What inspired the song?

Lyrically this song started off with a few vague images, as do many lyrics I come up with, and I sort of pieced them together. The whole band ultimately helped edit.

Originally, I pictured a sort of a sprawling, dystopian city—a kind of rusty city hell. In it, I imagined two main characters, possibly a couple (or friends), looking down from a rooftop into smog and the industrial rat race. They are bolstering one-another, speaking as if they are separate from it, when in reality they are destined to be a part of it—Destined to repeat patterns + identify with them.

The characters find comfort in each other, not in the world, it would seem. But they are of the world. They are worldly.

I was reading Dante’s Inferno a lot. Dante’s rings of the underworld + different circles of hell was something I was thinking about. Circle imagery is sprinkled liberally throughout the song. I kind of thought of circles and how it relates to the Ouroboros. The lyrics “ You watch impalas move donuts round the lot. They all move backwards. They all move back.” Is my wink and nod to Circle 8, Bolgia 4 from Dante.

The charters in the song talk in circles, and keep cycling through a wide spectrum of talking points. They do this until they land on something they both intrinsically agree on, forgetting the lot of their disagreements——Feelings of understanding overshadowing anything else. That can be distorting. I imagined the two characters in the song on some kind of amphetamine. I kept thinking about Politicians like Trump, who are constantly speaking on every side of an issue, as a manipulation tactic, so his base will eventually zone in on what they wanted to hear from the beginning. He will affirm and denounce the same subject in one ramble. I think about how often I’ve known people who work like this.

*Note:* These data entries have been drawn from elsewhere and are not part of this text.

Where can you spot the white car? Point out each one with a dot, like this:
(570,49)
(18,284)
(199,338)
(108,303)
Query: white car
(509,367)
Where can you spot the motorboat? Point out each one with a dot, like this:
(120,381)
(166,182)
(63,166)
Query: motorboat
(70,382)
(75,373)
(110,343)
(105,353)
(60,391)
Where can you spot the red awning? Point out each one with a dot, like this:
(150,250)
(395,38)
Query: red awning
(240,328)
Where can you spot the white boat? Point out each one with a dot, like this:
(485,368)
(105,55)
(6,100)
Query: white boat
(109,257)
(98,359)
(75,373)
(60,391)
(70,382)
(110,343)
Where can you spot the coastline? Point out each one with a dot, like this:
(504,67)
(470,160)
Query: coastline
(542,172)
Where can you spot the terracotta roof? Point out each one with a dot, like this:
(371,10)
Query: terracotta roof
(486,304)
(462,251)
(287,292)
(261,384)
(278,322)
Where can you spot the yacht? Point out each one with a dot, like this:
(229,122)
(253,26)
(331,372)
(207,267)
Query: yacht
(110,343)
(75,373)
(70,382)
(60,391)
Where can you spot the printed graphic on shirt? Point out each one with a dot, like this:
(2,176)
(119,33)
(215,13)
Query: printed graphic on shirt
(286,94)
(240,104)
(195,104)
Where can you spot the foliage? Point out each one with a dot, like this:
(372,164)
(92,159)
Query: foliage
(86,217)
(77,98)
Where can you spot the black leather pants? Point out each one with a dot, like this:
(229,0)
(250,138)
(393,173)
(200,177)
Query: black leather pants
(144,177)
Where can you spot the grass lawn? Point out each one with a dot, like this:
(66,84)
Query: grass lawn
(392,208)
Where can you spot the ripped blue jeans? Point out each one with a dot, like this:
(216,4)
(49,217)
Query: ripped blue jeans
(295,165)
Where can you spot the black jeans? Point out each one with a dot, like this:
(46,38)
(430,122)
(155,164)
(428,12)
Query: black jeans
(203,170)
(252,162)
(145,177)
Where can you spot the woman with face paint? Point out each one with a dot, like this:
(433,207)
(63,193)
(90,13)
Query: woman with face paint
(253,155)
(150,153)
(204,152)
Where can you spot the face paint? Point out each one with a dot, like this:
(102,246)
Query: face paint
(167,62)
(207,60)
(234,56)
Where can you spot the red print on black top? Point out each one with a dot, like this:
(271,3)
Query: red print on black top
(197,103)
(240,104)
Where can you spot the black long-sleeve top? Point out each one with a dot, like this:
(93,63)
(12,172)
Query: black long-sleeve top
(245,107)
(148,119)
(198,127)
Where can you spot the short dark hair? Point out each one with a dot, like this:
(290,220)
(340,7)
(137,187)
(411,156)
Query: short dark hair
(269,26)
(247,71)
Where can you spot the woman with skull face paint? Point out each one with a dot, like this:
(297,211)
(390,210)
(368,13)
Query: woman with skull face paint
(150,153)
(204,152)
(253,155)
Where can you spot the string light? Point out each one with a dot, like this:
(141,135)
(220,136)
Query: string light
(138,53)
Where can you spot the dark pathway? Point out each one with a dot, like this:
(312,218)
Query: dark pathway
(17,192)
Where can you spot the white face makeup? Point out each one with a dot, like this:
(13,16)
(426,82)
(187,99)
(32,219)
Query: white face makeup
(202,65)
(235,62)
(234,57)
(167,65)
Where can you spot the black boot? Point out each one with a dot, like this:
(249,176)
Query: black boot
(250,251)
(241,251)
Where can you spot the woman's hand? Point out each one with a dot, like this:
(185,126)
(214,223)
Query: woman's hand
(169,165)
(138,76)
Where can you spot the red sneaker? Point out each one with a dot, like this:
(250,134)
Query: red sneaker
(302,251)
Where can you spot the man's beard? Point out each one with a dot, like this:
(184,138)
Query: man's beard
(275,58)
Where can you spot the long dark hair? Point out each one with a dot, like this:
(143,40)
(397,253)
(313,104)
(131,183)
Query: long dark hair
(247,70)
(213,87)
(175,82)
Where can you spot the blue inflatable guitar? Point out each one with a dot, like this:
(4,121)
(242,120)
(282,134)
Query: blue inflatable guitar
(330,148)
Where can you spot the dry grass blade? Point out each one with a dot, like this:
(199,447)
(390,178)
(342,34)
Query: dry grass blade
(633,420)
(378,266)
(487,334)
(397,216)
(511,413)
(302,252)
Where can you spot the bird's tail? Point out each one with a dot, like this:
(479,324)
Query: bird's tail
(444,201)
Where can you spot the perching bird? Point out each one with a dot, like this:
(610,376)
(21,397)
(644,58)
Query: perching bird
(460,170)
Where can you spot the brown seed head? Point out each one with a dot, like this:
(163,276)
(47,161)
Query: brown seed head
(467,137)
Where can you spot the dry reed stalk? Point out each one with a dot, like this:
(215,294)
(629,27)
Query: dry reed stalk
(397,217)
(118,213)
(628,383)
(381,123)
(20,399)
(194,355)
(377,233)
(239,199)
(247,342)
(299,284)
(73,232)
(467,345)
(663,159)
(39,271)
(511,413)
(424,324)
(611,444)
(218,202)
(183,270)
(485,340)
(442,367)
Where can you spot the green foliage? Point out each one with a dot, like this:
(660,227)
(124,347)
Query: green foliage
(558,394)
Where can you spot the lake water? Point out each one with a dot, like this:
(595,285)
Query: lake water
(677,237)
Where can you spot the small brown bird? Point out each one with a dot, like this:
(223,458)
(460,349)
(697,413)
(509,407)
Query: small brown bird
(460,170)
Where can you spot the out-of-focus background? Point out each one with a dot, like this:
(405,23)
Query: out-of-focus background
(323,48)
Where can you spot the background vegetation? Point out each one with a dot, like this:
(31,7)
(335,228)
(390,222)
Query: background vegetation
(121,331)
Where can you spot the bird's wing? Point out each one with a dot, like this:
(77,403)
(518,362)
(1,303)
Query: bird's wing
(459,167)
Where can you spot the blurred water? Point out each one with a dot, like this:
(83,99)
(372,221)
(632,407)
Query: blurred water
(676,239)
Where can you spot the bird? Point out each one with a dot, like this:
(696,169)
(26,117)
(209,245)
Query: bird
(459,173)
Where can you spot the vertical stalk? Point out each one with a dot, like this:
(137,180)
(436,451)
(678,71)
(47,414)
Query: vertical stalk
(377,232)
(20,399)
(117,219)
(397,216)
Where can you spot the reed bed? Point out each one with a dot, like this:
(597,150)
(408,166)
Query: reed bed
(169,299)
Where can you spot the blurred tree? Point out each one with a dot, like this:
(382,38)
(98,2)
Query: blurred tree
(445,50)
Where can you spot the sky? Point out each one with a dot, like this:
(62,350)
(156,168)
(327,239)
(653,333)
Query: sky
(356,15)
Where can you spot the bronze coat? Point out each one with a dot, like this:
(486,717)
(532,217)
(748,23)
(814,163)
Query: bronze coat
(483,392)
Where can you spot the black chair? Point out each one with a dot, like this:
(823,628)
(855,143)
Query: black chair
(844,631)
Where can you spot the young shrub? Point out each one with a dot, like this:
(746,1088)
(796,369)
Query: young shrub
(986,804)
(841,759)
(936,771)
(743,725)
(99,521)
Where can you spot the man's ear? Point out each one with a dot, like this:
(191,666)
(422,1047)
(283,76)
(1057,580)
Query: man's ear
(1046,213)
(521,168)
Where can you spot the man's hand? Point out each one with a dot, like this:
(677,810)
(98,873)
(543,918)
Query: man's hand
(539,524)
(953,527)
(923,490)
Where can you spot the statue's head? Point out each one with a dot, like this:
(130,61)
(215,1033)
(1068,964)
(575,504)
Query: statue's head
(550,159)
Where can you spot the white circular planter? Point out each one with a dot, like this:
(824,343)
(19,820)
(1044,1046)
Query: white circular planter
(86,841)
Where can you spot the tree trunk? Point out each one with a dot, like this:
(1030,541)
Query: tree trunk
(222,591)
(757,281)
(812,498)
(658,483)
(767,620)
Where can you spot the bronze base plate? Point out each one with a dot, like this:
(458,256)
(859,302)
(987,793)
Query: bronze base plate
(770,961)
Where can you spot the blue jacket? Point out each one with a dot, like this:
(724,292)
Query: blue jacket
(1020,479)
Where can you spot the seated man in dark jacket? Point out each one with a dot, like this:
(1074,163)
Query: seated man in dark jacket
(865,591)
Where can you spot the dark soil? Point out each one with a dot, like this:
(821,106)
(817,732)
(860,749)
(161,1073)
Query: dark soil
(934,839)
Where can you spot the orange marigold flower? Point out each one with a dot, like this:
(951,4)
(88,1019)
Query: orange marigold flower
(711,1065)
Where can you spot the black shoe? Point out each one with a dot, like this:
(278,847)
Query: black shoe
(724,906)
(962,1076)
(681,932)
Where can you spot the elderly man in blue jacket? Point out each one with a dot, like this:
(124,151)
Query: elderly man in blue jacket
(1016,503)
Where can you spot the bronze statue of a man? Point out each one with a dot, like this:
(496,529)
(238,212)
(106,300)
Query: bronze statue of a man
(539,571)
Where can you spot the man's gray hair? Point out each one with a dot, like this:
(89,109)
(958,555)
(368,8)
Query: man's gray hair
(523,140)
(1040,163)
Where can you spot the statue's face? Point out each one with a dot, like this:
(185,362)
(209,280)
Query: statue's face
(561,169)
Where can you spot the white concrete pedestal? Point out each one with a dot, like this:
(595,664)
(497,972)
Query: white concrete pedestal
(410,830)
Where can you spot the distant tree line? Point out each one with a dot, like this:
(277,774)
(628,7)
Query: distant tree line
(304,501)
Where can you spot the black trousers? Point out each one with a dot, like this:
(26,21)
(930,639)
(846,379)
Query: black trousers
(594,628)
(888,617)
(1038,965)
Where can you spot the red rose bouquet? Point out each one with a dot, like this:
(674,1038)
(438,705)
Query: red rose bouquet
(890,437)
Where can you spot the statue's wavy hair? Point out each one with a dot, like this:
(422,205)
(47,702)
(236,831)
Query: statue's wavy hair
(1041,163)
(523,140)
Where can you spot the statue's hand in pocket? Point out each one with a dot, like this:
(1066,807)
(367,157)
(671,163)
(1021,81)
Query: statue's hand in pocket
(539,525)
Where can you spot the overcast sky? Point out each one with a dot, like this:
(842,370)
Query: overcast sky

The song is kind of a hodgepodge, for sure.

 

What do you want people to take away from the song?

Everyone’s interpretation of the song is true and valid. I don’t want to tell anyone what to take away or feel from it. If someone gets something totally different from what I originally intended, that’s beautiful. A lot of things are open ended and language is flexible.

 

Anything else noteworthy?

The music video to “Same Spot” was made by the band, and a lot of it was recorded with a junker surveillance camera one of our band members bought online.